# Is it legal to use noodles for catfishing in Utah



## LostLouisianian (Oct 11, 2010)

Does anyone know if it is legal or not to use noodle rigs for catfishing here in Utah? I know my brother uses them a lot in Louisiana where it's legal. They usually rack up 20-50 catfish on the lake they fish in about 3 hours using these and their special homemade bait.


----------



## Finnegan (Sep 7, 2007)

Nope.


----------



## Fowlmouth (Oct 4, 2008)




----------



## wyogoob (Sep 7, 2007)

Trot lines are OK in Utah....uh "set lines" they call them here. I put bank poles out on the Green River once and got asked to pull them up by the DNR.

Jug fishing brings back many memories....bank poles, trot lines, noodle fishing, fish traps, yo-yos, det cord....... Fishing for catfish with a rod and reel wasn't all that popular back were I come from. 

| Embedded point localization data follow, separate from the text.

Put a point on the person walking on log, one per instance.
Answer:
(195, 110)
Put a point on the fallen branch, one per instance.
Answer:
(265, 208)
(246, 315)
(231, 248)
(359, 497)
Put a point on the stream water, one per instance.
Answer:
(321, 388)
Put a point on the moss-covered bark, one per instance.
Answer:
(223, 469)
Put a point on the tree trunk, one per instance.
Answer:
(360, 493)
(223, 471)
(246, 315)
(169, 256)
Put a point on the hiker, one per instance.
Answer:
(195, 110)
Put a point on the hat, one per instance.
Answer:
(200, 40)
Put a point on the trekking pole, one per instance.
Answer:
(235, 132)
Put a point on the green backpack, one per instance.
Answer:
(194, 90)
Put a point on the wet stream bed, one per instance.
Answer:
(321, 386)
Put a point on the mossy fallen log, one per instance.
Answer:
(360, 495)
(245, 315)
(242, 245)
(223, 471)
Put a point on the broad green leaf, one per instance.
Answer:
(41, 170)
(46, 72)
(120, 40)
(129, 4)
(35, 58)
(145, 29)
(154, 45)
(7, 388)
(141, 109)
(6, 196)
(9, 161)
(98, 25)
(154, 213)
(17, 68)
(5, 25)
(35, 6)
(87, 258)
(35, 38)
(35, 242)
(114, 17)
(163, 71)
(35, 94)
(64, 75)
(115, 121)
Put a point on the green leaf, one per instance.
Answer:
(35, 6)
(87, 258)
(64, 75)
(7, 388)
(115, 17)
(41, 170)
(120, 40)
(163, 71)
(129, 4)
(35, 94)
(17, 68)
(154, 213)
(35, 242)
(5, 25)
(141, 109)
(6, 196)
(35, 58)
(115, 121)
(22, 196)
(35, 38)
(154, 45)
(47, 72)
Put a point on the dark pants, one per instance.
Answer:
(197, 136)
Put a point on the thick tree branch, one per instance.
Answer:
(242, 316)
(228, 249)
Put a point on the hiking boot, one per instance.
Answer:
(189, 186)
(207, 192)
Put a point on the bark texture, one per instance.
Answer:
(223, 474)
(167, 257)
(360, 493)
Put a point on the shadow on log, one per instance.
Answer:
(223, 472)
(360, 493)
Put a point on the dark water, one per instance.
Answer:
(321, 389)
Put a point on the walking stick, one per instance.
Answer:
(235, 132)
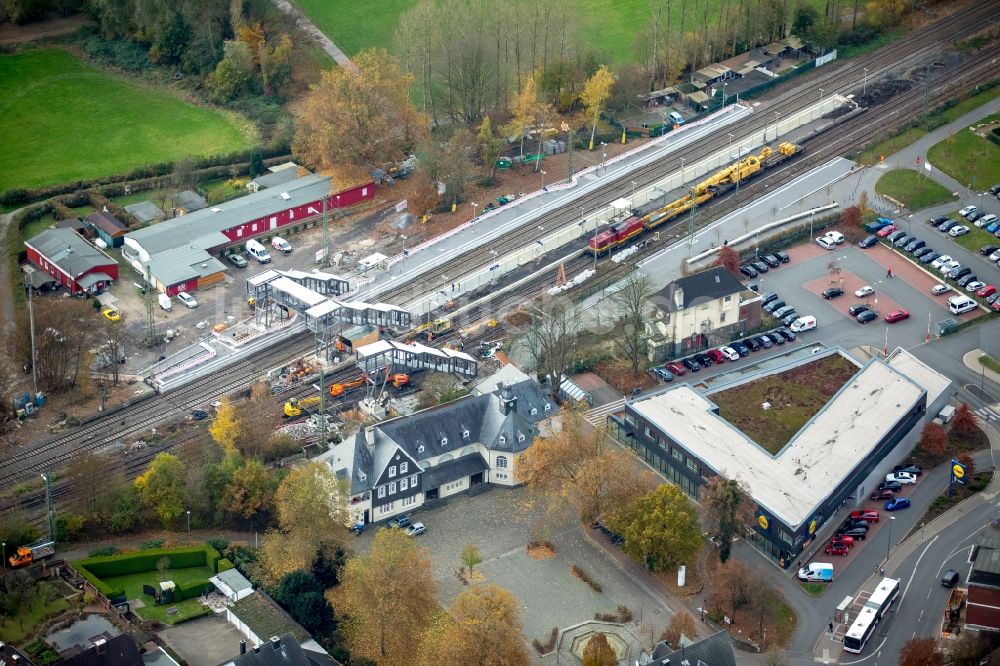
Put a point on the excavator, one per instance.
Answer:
(294, 407)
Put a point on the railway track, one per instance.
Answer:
(118, 426)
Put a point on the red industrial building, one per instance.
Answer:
(182, 253)
(69, 260)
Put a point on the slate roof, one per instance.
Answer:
(118, 651)
(68, 251)
(203, 228)
(716, 650)
(107, 223)
(704, 286)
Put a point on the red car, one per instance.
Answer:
(676, 368)
(842, 541)
(836, 549)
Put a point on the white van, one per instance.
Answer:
(279, 243)
(801, 324)
(961, 304)
(258, 252)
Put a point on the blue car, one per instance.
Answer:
(897, 504)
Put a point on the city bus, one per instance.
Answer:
(874, 610)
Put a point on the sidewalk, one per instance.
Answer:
(829, 646)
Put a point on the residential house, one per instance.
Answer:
(71, 261)
(109, 229)
(696, 311)
(401, 464)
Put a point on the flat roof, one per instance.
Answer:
(805, 472)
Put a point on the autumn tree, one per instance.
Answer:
(920, 652)
(595, 96)
(728, 511)
(482, 626)
(359, 117)
(634, 310)
(161, 487)
(386, 598)
(598, 652)
(964, 420)
(660, 528)
(729, 259)
(933, 439)
(681, 624)
(581, 469)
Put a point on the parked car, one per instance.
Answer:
(904, 478)
(866, 316)
(187, 299)
(835, 549)
(897, 503)
(857, 309)
(691, 364)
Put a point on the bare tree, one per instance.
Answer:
(632, 303)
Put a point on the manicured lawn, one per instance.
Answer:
(913, 188)
(11, 629)
(62, 120)
(795, 396)
(186, 609)
(968, 158)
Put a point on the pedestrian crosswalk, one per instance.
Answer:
(599, 415)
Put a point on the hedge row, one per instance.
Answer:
(147, 560)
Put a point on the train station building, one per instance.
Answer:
(837, 457)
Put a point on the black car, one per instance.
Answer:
(929, 257)
(740, 348)
(857, 309)
(855, 533)
(787, 334)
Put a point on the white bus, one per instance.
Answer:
(874, 610)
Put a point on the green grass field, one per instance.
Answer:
(62, 120)
(913, 189)
(968, 158)
(609, 27)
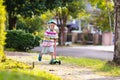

I like the way they rigged those jugs up. I'm a fan of swivels and mono line on jug lines, trot lines, and bank poles. I always used 1-gallon plastic jugs, each with a piece of electrical tape on it for hook storage. Bleach jugs were plastic long before milk was and some hands back home used the same bleach jugs for years.

I think bank poles catch the most fish. You can stick 'em anywhere you want. We run 500 some years. Geeze, we can have 2 in Wyoming. Those were the days.

Man, my buds and one nephew are killing the flatheads this year.

:grin:


----------



## Gumbo (Sep 22, 2007)

We used to use milk jugs.


----------



## dubob (Sep 8, 2007)

LostLouisianian said:


> Does anyone know if it is legal or not to use noodle rigs for catfishing here in Utah?


 I am not a Law Enforcement/Conservation officer. However, the 2014 Fishing Guidebook seems (to me) to cover this subject quite well. If you look on page 9 under "Taking Game Fish" by "Angling" methods you will find this.


> You may not fish with more than one fishing line except when:
> 
> 
> You are fishing for crayfish. Please see page 14 of this guide for more information about fishing for crayfish.
> ...


Now, to me, using jugs/noodles would be viewed as using multiple lines since each jug/noodle has a separate line/hook attached and is set afloat individually.
Continuing on page 12 under "Setline Fishing" you will find the following regarding the actual practice of setline fishing.


> The following rules apply to setline fishing:
> 
> 
> · You may not fish with more than one setline.
> ...


 You will notice that ALL hooks are attached to ONE line in this case and the ONE line MUST be attached to a NON-moving object. And you MUST have a SETLINE permit in addition to your fishing license. Setlines STILL require a permit even though you can now fish 2 poles on your fishing license. Setlines are NOT considered a second pole.

If you require further clarification on this, I would suggest you contact the DWR directly in Salt Lake City and ask to talk with the Law Enforcement Division.


----------



## LostLouisianian (Oct 11, 2010)

Thanks Bob, I think that pretty well clears it up. I guess Utah has a ways to go to get caught up with the rest of the country when it comes to catfishing.


----------



## dubob (Sep 8, 2007)

Well for goodness sakes, do NOT hold your breath while you wait for that to happen.


----------



## wyogoob (Sep 7, 2007)

Gumbo said:


> We used to use milk jugs.


Yeah, I haven't done it for years. I used milk jugs too at the end before I moved out here. I thought they were a little hard to see if they got too far from the boat.

With all the brightly-colored plastic bottles out these days would be cool to have say 3 dozen jugs in 3 different colors, like orange, green, and yellow. Each color would be a different bait maybe.

I don't drink anymore. My brother says you're not allowed to jug fish unless yer drinkin'.

.


----------



## Gumbo (Sep 22, 2007)

We used yo-yo's too. Could pick them up at the local Walmart.


----------